Dumbbell Standing Alternate Reverse Curl: So führst du sie aus
- 1Stand tall holding a dumbbell in each hand with an overhand (pronated) grip, knuckles facing forward and palms turned toward your thighs.
- 2Keep your feet about shoulder-width apart, brace your core, and pin both elbows close to your sides.
- 3Without swinging, curl the dumbbell in one hand up toward your shoulder, keeping your wrist firm and the back of the hand leading the movement.
- 4Stop just short of the top so tension stays on the forearm, then lower the dumbbell under control back to the starting position.
- 5Repeat the curl with the opposite arm, keeping the resting arm still and your torso upright.
- 6Continue alternating arms, matching the reps on each side, until the set is complete.
- 7Lower both dumbbells to your sides under control to finish.
Technik-Tipps
- Keep your wrists straight and locked throughout — the overhand grip should put the work in the forearms and brachioradialis, not the wrists.
- Move one arm at a time and let the other rest fully, so each side gets a strict, focused rep.
- Use a lighter weight than you would for a standard supinated curl; the pronated grip is mechanically weaker.
- Lower each dumbbell slowly and deliberately rather than dropping it, to keep tension on the forearm extensors.
Häufige Fehler
- Swinging the torso or using momentum to heave the weight up, which shifts load off the forearms and strains the lower back.
- Letting the wrist bend or break backward under load, which puts the strain on the wrist joint instead of the target muscles.
- Letting the elbows drift forward or flare out, turning the curl into a partial front raise and reducing forearm tension.

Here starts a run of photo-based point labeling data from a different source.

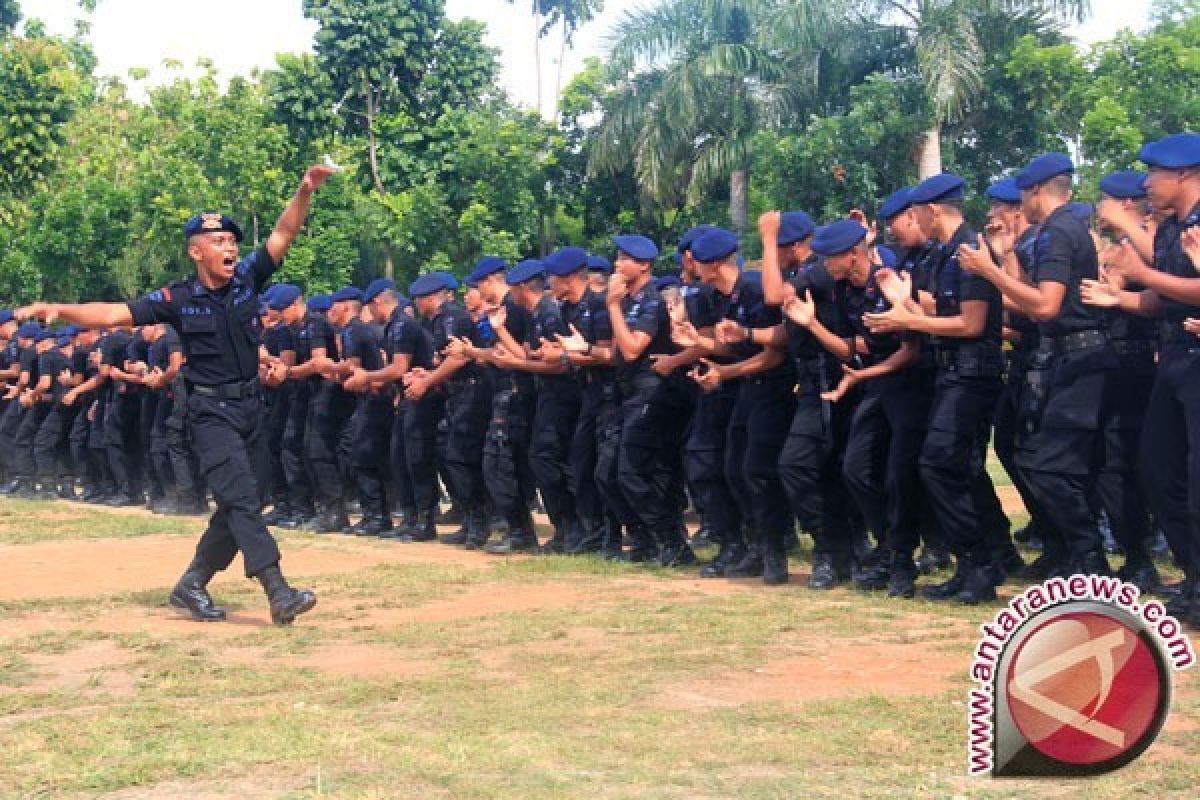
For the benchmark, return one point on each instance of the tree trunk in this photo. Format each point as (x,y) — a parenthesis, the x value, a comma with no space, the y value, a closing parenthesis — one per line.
(558,79)
(739,211)
(389,270)
(930,162)
(537,54)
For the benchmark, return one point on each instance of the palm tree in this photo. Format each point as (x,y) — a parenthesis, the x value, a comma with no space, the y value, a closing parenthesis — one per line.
(949,54)
(696,79)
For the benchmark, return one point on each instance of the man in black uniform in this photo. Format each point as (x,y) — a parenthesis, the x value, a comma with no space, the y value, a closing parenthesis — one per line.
(763,403)
(588,348)
(815,335)
(288,301)
(329,409)
(216,313)
(370,427)
(407,346)
(557,407)
(1135,341)
(1169,461)
(468,394)
(964,322)
(652,404)
(1062,407)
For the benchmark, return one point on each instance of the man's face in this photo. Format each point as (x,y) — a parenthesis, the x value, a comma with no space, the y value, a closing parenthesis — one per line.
(1163,187)
(473,300)
(294,313)
(924,217)
(215,256)
(843,264)
(630,269)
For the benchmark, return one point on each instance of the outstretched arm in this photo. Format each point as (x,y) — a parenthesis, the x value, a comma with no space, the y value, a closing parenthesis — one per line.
(288,226)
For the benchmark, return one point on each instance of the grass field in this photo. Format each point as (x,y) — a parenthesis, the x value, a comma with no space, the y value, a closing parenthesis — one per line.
(430,672)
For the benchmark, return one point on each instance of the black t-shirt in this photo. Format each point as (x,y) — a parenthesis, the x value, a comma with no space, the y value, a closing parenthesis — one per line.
(589,317)
(1063,252)
(856,301)
(815,280)
(646,311)
(359,342)
(1170,258)
(52,364)
(28,360)
(221,329)
(403,335)
(747,307)
(453,320)
(952,286)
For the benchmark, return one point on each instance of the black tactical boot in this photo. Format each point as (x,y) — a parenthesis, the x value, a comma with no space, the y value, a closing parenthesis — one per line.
(287,603)
(191,595)
(829,571)
(423,530)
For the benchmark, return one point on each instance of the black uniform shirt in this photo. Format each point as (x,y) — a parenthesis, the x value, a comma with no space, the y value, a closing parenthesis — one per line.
(952,287)
(1063,252)
(453,320)
(646,312)
(406,336)
(815,280)
(221,329)
(1170,258)
(52,362)
(359,342)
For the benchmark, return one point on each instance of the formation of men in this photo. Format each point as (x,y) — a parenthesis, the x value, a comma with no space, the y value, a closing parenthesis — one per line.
(849,389)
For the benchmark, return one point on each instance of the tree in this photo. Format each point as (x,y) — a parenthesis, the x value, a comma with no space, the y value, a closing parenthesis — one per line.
(10,14)
(951,55)
(699,78)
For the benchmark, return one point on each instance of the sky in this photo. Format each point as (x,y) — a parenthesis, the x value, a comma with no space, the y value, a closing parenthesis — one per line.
(143,32)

- Going too heavy, which forces the grip to roll into a partial supinated curl and defeats the purpose of the reverse grip.
Häufig gestellte Fragen
What muscles does the dumbbell reverse curl work?
The overhand grip emphasizes the brachioradialis and the forearm extensor muscles, with the elbow flexors assisting to lift the weight. It targets the forearms more than a standard palms-up curl does.
How is a reverse curl different from a regular biceps curl?
A regular curl uses a supinated (palms-up) grip and emphasizes the biceps, while the reverse curl uses a pronated (overhand) grip that shifts the work onto the brachioradialis and forearm extensors. Because the grip is weaker, you typically use lighter dumbbells.
Why do it one arm at a time?
Alternating arms lets you focus on a strict rep with each forearm and gives the resting side a brief recovery, which helps you avoid the swinging and momentum that creep in when both arms work together.
How many sets and reps should I do?
For forearm work, 2–4 sets of 10–15 reps per arm with controlled tempo is a sensible range. Forearms respond well to moderate weight and higher reps.